The ETU where I work is a relatively new center as are most of the facilities caring for patients with Ebola in this country.  There was no care delivery center here two months ago. The site was developed and staffed rapidly and patients began coming right away.  Although there are limited resources available, the pocesses and procedures are evolving even as the center cares for increasing numbers of patients.

It has been an exercise in examining our natural response to crisis.

These thoughts came to me as I was picking up trash.

Trash in the hospital or on the hospital grounds is an obsession for me.  Even today when I visit hospitals I find myself picking up litter from the ground. My wife reminds me quietly, “This is not your hospital” but it seems that I can’t help myself.  I notice it.  What is on the ground to me is a reflection of what the hospital staff think about themselves and what they do.  It is one of the “cultural indicators” that I have adopted for assessing a new organization.  When I arrived in Sierra Leone at the ETU one of the first things that I noticed was litter.  And my need to address is led to an observation about myself.

My reflection came in the context of noticing that a significant number of my new colleagues began making patient lists on their computers.  There are several score patients in the unit but none of us are responsible for all of them.  Still, a number of staff members generate complete computerized lists and update them daily.  One colleague poured himself into a policy on standardizing an emergency procedure.  Another worked hard on specific nursing policy.  Each effort represents a tactical exercise; a task we can do and feel that we have completed something.  Medical professionals are inherently tactical by nature: we tend to see our practice one patient, one hospital or operating room bed, on examination room at a time.

It struck me that we naturally revert to our tactical natures when we attempt to exercise leadership in crisis.  It is not necessarily bad.  As soldiers we were taught to enhance our fighting positions (aka “foxholes”) continually.  And frankly the only fight that we really needed to pay attention to was the one that took place right in front of us.

But leadership requires us to be aware of a bigger picture.  Our tendency to “be tactical” will trump our need to see and operate strategically.  If as leaders we don’t think and plan strategy it won’t get done.  I have seen that too many times.

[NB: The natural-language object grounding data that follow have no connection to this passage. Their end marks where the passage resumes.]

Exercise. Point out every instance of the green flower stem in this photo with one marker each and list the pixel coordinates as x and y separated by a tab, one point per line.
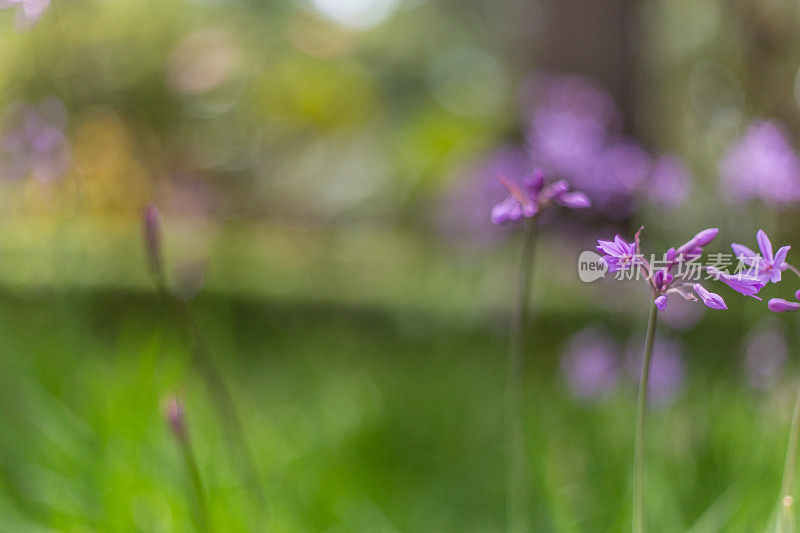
517	517
786	510
639	463
203	517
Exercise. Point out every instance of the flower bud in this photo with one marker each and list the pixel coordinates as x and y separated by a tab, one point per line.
779	305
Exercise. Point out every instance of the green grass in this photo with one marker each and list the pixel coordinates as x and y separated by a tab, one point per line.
360	419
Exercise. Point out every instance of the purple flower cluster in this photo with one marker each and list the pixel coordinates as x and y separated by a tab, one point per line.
33	142
533	197
29	10
670	277
761	164
767	267
574	132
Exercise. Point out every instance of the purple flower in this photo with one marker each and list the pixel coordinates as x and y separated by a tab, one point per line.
29	10
619	255
33	142
590	363
461	213
711	299
767	266
173	413
533	197
666	280
762	164
743	283
779	305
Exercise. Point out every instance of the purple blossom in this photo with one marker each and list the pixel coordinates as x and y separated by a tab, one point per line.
590	363
574	132
711	299
29	10
34	143
669	278
766	266
619	255
761	164
779	305
533	197
474	190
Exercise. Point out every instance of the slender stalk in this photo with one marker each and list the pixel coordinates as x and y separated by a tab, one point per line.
517	517
220	394
639	463
786	511
203	518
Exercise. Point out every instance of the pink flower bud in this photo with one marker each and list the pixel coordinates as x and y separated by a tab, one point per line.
173	413
779	305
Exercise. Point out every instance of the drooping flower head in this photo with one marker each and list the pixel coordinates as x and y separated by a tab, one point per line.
533	197
766	266
672	274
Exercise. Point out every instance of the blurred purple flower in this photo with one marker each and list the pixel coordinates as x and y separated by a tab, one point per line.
667	370
761	164
533	197
779	305
667	277
461	215
619	255
33	142
29	10
574	132
669	183
590	363
765	353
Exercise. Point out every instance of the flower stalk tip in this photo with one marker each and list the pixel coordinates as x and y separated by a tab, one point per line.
151	224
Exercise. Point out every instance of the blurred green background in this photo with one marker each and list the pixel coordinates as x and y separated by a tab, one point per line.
321	170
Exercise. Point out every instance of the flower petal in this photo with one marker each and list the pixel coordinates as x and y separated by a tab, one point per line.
779	305
744	254
574	200
711	299
780	257
765	245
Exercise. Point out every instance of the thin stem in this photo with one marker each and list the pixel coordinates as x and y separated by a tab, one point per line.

Emerging from our foxholes may start with a general recognition of the battle beyond them.  In medicine, each patient has a family, the family is a part of a “clan” or extended family that is in turn a part of a community.  The patient also has a professional or social “clan,” a network of unrelated contacts. Together they represent regional and even global populations all potentially touched by the decisions we make about an individual patient.  This is very clearly true in the battle against this epidemic disease in Africa. But it is just as true in our hospitals and health care systems at home.

The absence of strategy is a strategy.  “Strategy abhors a vacuum.  If strategic function is lacking, strategic effect will be generated by the casual accumulation of tactical and operational outcomes” (Colin Gray). We will have a strategy in every endevour.  It is only a matter of whether we shape the strategy, or it shapes us.

Strategy begins with the regular discipline of looking beyond mere litter and lists.